Между тем почти одновременно Окуджава пишет еще одно военное сочинение – «Батальное полотно» (1973), которого мы уже бегло касались, говоря о конфликте (вполне осознанном) музыки и текста в лучших его сочинениях. «Батальное полотно» – одна из самых известных его песен, но не все помнят, что в первом варианте были четыре последние строчки, впоследствии отброшенные:
Сумерки погасли. Флейта вдруг умолкла. Потускнели краски. Медленно и чинно входят в ночь, как в море, кивера и каски. Не видать, кто главный, кто слуга, кто барин, из дворца ль, из хаты, все они солдаты, вечностью богаты, бедны ли, богаты.

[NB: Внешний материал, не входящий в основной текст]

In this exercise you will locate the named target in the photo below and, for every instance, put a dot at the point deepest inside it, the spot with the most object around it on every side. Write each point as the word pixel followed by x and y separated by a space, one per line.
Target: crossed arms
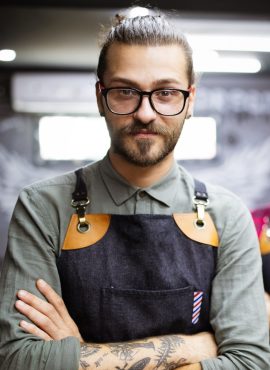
pixel 50 320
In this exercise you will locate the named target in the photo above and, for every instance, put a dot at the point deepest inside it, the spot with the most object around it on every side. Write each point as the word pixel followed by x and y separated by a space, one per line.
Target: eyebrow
pixel 163 81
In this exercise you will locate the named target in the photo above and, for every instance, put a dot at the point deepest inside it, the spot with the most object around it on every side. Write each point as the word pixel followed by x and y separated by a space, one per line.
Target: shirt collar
pixel 120 190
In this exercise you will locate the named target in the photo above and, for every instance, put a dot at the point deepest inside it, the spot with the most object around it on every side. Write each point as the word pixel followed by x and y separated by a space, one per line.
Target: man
pixel 146 275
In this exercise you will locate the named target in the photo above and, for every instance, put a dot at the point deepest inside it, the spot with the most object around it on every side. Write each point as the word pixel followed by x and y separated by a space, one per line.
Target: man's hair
pixel 149 30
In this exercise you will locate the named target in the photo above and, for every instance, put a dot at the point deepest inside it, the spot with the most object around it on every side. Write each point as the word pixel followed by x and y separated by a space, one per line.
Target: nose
pixel 145 112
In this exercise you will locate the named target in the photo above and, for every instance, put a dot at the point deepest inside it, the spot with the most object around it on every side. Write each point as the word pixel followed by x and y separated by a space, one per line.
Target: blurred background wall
pixel 53 76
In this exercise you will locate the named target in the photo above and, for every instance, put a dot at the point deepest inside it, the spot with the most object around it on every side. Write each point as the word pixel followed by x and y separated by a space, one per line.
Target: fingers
pixel 50 317
pixel 53 298
pixel 33 329
pixel 43 322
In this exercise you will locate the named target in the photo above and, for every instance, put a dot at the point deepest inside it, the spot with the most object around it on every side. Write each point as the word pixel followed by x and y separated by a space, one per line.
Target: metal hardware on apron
pixel 126 277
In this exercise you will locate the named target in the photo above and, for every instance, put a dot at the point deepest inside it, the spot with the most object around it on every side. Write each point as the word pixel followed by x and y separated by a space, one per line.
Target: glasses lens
pixel 168 102
pixel 123 101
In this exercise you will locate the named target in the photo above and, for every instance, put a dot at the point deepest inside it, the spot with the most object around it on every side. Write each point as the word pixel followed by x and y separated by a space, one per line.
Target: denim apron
pixel 127 277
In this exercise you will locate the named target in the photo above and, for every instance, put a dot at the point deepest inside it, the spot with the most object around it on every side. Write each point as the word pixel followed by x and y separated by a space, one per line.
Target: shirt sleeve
pixel 238 313
pixel 31 254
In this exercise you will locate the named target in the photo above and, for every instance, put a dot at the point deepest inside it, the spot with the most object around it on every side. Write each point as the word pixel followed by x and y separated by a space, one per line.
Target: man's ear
pixel 191 101
pixel 99 99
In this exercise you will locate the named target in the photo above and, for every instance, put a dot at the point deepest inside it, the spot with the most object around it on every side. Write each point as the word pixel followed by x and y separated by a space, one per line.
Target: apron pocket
pixel 129 314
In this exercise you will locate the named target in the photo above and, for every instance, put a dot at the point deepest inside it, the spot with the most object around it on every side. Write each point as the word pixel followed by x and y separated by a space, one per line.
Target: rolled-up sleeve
pixel 31 254
pixel 238 313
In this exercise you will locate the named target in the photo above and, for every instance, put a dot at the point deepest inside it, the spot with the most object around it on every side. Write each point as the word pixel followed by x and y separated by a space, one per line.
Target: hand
pixel 50 319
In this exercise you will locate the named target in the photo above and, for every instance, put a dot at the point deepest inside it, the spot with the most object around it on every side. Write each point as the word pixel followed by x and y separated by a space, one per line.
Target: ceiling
pixel 63 35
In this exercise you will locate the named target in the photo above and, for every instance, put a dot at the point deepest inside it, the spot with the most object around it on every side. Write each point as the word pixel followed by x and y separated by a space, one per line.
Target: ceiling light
pixel 7 55
pixel 213 62
pixel 138 11
pixel 230 42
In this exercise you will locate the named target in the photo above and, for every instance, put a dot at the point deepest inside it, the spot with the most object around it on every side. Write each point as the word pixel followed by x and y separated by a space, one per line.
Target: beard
pixel 141 152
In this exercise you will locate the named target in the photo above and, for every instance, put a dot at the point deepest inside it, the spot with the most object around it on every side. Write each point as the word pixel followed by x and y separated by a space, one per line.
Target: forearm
pixel 171 351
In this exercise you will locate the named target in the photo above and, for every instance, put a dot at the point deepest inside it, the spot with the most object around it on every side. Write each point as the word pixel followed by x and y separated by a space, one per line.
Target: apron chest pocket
pixel 131 314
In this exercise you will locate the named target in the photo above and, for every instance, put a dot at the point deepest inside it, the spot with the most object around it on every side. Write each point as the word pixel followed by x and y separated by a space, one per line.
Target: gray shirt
pixel 37 231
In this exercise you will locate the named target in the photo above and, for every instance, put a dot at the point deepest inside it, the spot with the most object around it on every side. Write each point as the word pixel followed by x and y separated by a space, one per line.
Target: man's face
pixel 145 137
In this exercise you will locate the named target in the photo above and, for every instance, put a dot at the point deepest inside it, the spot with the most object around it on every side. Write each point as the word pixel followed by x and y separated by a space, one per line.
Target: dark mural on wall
pixel 241 107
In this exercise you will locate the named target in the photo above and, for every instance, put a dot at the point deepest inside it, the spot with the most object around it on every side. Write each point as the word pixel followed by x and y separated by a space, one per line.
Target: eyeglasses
pixel 125 100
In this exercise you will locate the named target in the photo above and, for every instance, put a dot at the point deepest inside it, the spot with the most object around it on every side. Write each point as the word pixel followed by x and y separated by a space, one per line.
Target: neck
pixel 140 176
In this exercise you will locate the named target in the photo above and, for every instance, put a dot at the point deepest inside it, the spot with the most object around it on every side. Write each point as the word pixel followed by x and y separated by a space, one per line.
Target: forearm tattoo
pixel 169 345
pixel 126 353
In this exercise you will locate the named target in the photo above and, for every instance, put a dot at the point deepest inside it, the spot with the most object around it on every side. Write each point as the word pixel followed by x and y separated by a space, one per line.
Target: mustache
pixel 136 127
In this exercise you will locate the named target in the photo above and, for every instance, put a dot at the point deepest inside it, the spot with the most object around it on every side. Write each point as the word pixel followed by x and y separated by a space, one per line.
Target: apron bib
pixel 127 277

Окуджава ни разу не спел их, но иногда читал на концертах – пока у песни еще не было музыки, появившейся позже (Эйдельман летом записал в дневник, что Окуджава прочел ему эти стихи и намеревался посвятить, а в качестве песни «Полотно» исполнялось с 1975 года). Эти строчки окончательно проясняют контраст, на котором все держится. Что все они, от императора до генералов, входят в ночь – понятно; контраст как раз в том, что входят «медленно и чинно», с полным сохранением парадного порядка. Это подспудное настроение – стройный порядок, спускающийся в хаос, парад, сходящий в ад, – вышло затем на поверхность в двух песнях Михаила Щербакова, которого сам Окуджава считал наиболее талантливым представителем авторской песни в восьмидесятые-девяностые (и в этом с ним нельзя не согласиться). Сам Щербаков отрицает сознательную аллюзию на «Батальное полотно», но не исключает внутренней, подсознательной связи обоих текстов с окуджавовским первоисточником. Рассмотрим обе эти вариации, написанные на одну, в сущности, тему: парадный спуск в ад. Тем более что первая из них («О том и речь», 1990) содержит прямую отсылку к финальной строфе «Батального полотна»: «Мы солдаты».
О том и речь, что мгла и тишина речам не помеха.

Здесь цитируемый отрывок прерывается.